# looking for triple bead stile and rail raised panel bit set



## TREEBOY (Jan 24, 2009)

Hello fellow lumberjocks. I am looking for a tradition 3 piece stile and rail bit raised panel cutter set but that has a classical triple bead profile. not ogee shape, or single bead, or 45deg but 3 equal beads that become the inner profile as well as the joinery. I've seen it before but cannot find it any where. Can any one help me? Thank-you cam at ebpub . info


----------



## AlaskaGuy (Jan 29, 2012)

A drawing or picture would be helpful.

You can always have it custom made.


----------



## RobS888 (May 7, 2013)

This is the closest I could find…

http://walzcraft.com/products/cabinet-doors/french-mitered-cabinet-doors/


----------



## jerryminer (Jun 15, 2014)

Eagleamerica offers a double-bead cope-and-stick router bit set, but I don't think I've ever seen a triple bead.


----------



## TREEBOY (Jan 24, 2009)

Thank-you. My search continues. I will let you know when I find it. Custom made might be the solution.


----------



## sawdustdad (Dec 23, 2015)

Never seen a triple bead cope and stick set.
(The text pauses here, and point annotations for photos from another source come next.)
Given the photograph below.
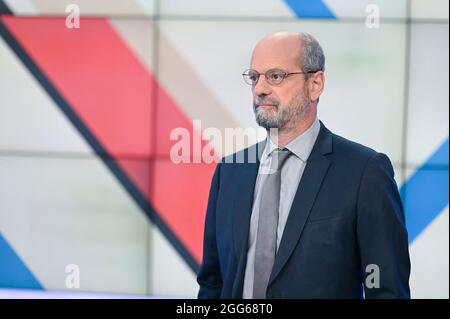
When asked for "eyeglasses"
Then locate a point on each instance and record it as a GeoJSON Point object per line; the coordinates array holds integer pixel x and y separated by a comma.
{"type": "Point", "coordinates": [273, 76]}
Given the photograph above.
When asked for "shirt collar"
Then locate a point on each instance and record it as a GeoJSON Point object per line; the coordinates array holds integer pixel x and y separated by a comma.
{"type": "Point", "coordinates": [301, 146]}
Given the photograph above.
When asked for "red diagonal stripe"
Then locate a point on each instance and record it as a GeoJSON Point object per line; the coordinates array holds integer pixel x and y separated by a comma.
{"type": "Point", "coordinates": [111, 91]}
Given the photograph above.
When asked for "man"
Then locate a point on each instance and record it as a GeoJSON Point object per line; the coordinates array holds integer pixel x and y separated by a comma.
{"type": "Point", "coordinates": [315, 215]}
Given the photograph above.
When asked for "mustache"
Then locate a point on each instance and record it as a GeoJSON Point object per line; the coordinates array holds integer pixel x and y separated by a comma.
{"type": "Point", "coordinates": [264, 100]}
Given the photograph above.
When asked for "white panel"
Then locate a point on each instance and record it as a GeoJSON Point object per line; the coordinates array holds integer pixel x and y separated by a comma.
{"type": "Point", "coordinates": [138, 36]}
{"type": "Point", "coordinates": [170, 276]}
{"type": "Point", "coordinates": [56, 212]}
{"type": "Point", "coordinates": [359, 8]}
{"type": "Point", "coordinates": [89, 7]}
{"type": "Point", "coordinates": [254, 8]}
{"type": "Point", "coordinates": [429, 260]}
{"type": "Point", "coordinates": [428, 109]}
{"type": "Point", "coordinates": [28, 116]}
{"type": "Point", "coordinates": [435, 9]}
{"type": "Point", "coordinates": [363, 98]}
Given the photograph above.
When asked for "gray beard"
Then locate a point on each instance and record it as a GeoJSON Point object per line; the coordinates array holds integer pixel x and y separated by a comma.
{"type": "Point", "coordinates": [284, 117]}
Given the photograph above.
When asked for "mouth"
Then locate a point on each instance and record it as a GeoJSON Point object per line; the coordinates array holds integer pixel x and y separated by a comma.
{"type": "Point", "coordinates": [266, 106]}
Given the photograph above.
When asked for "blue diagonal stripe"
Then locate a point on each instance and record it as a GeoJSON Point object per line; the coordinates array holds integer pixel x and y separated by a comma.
{"type": "Point", "coordinates": [13, 272]}
{"type": "Point", "coordinates": [425, 194]}
{"type": "Point", "coordinates": [313, 9]}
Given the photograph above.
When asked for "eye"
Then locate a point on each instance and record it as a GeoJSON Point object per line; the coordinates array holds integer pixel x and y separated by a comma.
{"type": "Point", "coordinates": [276, 76]}
{"type": "Point", "coordinates": [253, 77]}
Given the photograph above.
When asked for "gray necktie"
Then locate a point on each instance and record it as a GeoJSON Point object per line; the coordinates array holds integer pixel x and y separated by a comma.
{"type": "Point", "coordinates": [266, 238]}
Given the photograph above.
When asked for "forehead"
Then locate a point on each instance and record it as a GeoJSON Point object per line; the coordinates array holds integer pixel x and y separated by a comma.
{"type": "Point", "coordinates": [276, 52]}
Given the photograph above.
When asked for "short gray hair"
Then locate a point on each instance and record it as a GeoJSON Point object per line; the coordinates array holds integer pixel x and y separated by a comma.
{"type": "Point", "coordinates": [311, 57]}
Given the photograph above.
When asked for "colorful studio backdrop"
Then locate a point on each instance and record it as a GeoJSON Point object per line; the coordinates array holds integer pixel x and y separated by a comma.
{"type": "Point", "coordinates": [87, 185]}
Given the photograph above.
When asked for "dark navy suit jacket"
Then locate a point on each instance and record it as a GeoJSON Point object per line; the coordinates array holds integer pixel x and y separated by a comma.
{"type": "Point", "coordinates": [346, 216]}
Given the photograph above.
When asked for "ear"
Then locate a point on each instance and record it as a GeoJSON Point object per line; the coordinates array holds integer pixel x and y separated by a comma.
{"type": "Point", "coordinates": [315, 85]}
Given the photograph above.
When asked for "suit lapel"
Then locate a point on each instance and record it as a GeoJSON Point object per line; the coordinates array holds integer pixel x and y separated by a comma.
{"type": "Point", "coordinates": [315, 171]}
{"type": "Point", "coordinates": [242, 210]}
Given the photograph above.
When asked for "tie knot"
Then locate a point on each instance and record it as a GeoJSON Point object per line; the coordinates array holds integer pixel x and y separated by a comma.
{"type": "Point", "coordinates": [279, 157]}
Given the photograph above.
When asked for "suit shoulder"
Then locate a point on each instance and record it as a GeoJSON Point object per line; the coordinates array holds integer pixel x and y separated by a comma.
{"type": "Point", "coordinates": [246, 155]}
{"type": "Point", "coordinates": [351, 149]}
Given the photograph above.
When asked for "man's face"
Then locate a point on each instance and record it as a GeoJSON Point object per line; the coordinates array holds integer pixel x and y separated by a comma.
{"type": "Point", "coordinates": [282, 105]}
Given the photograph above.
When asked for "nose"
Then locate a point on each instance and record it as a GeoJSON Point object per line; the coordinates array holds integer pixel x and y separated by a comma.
{"type": "Point", "coordinates": [261, 87]}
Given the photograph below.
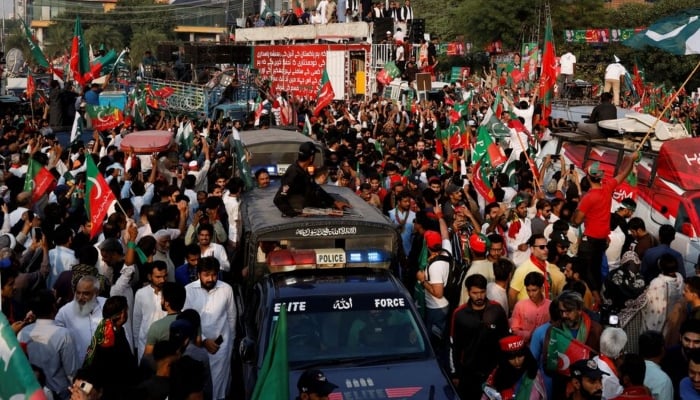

But that is not what you'd call "classical.' The term "classical" usually refers to a cove and bead profile. There are a bunch of cutter sets called "classical."

I'd say a true triple bead set would be a custom cutter set, perhaps craftsman or victorian style.

Are you trying to reproduce or match something you have already? post a picture. there may be alternatives.


----------